Labour’s trade union backers, from Unison to the GMB, were in favour of the national policy forum result when it met in July, apart from Unite, which withheld its support. At the time, the GMB said Labour had a policy programme “that would make a real difference for workers and industries they work in”.

However, Graham said the leaked text of the policy on workers’ rights showed her union had been right not to back it.

She said: “What is evident is that there has been a clear rowing back on the new deal for working people document.

“The changes made at the national policy forum (NPF) materially watered down workers’ rights and so could not be supported by Unite. Today, we now know the actual text of the NPF document … Unite was, and is, absolutely justified in taking this position.

“Labour needs to make the right choices for workers now, not water them down to curry favour with big business. They need to stop wavering and make a clear signal that they are truly the voice for working people.”

The national policy forum is a process that examines possible policies and drafts wording from which Labour forms its next manifesto.

On Friday morning, the shadow education minister Stephen Morgan said he could not comment on the policy process before the party’s manifesto but made clear it would be “pro-worker and pro-business”.

“We have got a really good relationship with business now; we can be trusted to run our economy and to run our country, and we have got a set of policies which are pro-worker too,” he said.

Rayner tweeted the party’s policy paper on day-one workers’ rights, saying it would be “the biggest levelling up of workers’ rights in decades, providing security, treating workers fairly, and paying a decent wage”.

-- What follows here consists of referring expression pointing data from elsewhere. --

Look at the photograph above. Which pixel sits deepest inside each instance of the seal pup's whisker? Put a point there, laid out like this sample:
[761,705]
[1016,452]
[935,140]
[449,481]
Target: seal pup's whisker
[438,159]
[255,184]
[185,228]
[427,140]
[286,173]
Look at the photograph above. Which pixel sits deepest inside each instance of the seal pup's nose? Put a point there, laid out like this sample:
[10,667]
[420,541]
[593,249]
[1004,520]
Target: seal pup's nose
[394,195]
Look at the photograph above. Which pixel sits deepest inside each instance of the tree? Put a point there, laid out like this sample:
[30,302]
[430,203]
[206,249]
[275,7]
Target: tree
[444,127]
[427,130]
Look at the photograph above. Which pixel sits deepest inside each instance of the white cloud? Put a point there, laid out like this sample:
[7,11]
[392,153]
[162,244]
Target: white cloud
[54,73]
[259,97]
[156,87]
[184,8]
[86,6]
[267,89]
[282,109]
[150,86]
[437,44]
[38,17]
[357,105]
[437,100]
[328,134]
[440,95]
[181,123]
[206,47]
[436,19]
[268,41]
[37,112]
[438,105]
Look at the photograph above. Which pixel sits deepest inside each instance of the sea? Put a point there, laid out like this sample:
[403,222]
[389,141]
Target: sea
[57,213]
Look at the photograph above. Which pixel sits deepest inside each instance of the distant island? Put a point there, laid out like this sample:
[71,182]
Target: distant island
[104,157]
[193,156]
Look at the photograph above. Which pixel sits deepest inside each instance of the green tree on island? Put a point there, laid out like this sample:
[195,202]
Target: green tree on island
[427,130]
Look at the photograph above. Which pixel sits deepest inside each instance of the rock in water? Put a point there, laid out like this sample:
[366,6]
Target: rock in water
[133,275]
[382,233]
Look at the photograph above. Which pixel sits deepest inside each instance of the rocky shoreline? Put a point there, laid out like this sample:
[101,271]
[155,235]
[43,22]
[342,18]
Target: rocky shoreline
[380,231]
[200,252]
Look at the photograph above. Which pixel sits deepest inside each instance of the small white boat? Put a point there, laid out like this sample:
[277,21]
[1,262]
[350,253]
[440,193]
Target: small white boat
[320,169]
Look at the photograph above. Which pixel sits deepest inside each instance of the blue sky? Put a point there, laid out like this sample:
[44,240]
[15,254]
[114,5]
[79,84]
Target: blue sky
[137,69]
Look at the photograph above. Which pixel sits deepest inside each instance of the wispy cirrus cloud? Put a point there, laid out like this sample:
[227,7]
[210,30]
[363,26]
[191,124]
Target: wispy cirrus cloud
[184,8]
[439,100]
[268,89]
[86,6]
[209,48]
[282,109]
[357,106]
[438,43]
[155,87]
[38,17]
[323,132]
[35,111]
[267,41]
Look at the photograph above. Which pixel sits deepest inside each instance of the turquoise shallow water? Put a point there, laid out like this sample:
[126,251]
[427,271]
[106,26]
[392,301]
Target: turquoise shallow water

She said the party would “tackle insecure work by banning zero-hours contracts, ending fire and rehire and ending qualifying periods for basic rights, which currently leave working people waiting up to two years for basic protections”.

Rayner added: “We’ll make work more family friendly by making flexible working a day-one right except where it isn’t reasonably feasible, strengthening protections for pregnant women and by urgently reviewing parental leave.

“And we’ll make sure work actually pays with a genuine living wage that covers the cost of living, ensuring fair tips, boosting collective rights – and by speeding up the closing of the gender pay gap.”

Some on the left of the party are still suspicious that the national policy forum process has diluted Rayner’s policy paper before the manifesto.

A spokesperson for the grassroots group Momentum said: “Under the Tories, Britain is run for its bosses, not its workers. Corporate profits are soaring while working people are underpaid and undervalued. That’s why it’s crucial Labour’s new deal for working people is implemented in full.”